Tuesday, November 14, 2006


Dearest Sacha,

Today, you wrote about a roommate who does not seem to like you, and you wrote, “I sometimes wish I could have something like the close roommate relationships my mom had when she was in college.”

I’d like to tell you that not everyone I roomed in with became a friend. I remember being miserable with three roommates who were already roommates and friends by the time I joined them. I suppose they were not too happy with me because they all came from the same province and spoke the same dialect and I didn’t. I also kept borrowing a portable typewriter from one of them – no wonder she was pissed off with me - because my family could not afford to buy me one. Obviously the solutions were to buy my own typewriter, (my mother borrowed money to get me an Underwood portable typewriter) and to change rooms. Well, I could have tried to learn to speak their dialect, but I didn’t.

(From this experience, I learned to try to draw people into my circle, but will not persist, if they insist on staying out).

But I did form friendships with many whom I met at the dorm, some roommates and some dorm mates, and I am thrilled to think that 40 years later, we are still friends.

Living with other people is quite a challenge – and you can imagine why it is a challenge of a lifetime to marry someone and share the same bedroom for years and years. ; )

I suppose sharing a room or apartment follows the rules of physics about friction.

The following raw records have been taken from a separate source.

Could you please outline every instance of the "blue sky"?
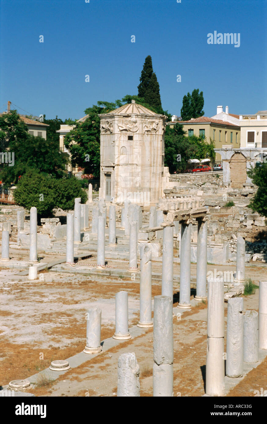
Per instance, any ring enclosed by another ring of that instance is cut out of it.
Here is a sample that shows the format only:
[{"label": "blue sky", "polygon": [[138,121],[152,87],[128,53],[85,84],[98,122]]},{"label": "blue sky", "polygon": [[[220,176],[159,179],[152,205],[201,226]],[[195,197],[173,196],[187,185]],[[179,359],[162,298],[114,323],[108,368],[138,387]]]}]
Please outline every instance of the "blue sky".
[{"label": "blue sky", "polygon": [[[148,55],[171,114],[194,88],[206,116],[218,105],[267,109],[267,0],[0,0],[0,112],[10,100],[79,119],[98,100],[137,94]],[[240,33],[240,47],[208,45],[214,31]]]}]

You can’t have friction if surfaces don’t touch or rub together. So the more your lives intersect, the more chances for friction. When you live together, surface contacts can’t be helped. Trying to avoid each other can make life difficult for either or both of you.

Following this analogy, friendship, respect for, and acceptance of each other are like oils that prevent sparks (negative ones) from being thrown off by the friction of living together. In day-to-day living, respect may mean cleaning up your own space and common areas and not intruding into someone else’s space. Don’t give up the opportunity to form friendships with people you live with without trying to use those lubricants.

Please also remember that many Westerners like to define and claim their own personal spaces (physically, I think it’s an arm’s reach in front, beside and behind). They tend to be more private people who prefer to set boundaries around their personal air, visual, auditory and even emotional spaces. They like these spaces respected even when forming lines (whereas Asians don’t really mind if there are no airspaces between queuing bodies) or sitting on park benches (often occupied by one person or at most two, sitting at either end, even though there is room for three). However, there are differences among them as well, some being warmer than others in the way they relate with other people. Just understand the differences and respect them. Hopefully, it’s just a cultural barrier that personal friendships can transcend.

Now, if your roommate’s attitude turns out to be more of a personal dislike for you, don’t worry about it. Sometimes, we just have to accept that certain people do not get along, and are not meant for each other. There are more than 4 billion people on earth. I wonder how many a person meets and interacts with in a lifetime? Definitely, you cannot possibly be in good terms with everyone, and there will be people who would prefer your company while there are others who will intentionally move away from you.

If extending your hand in friendship and showing respect still fail, then the best way to avoid friction is to avoid each other (tough to do when you are roommates, but it can be done). If the relationship becomes explosive, then maybe she can ask to be transferred to another room or suite.

It will be her loss not to have known or counted you as a friend.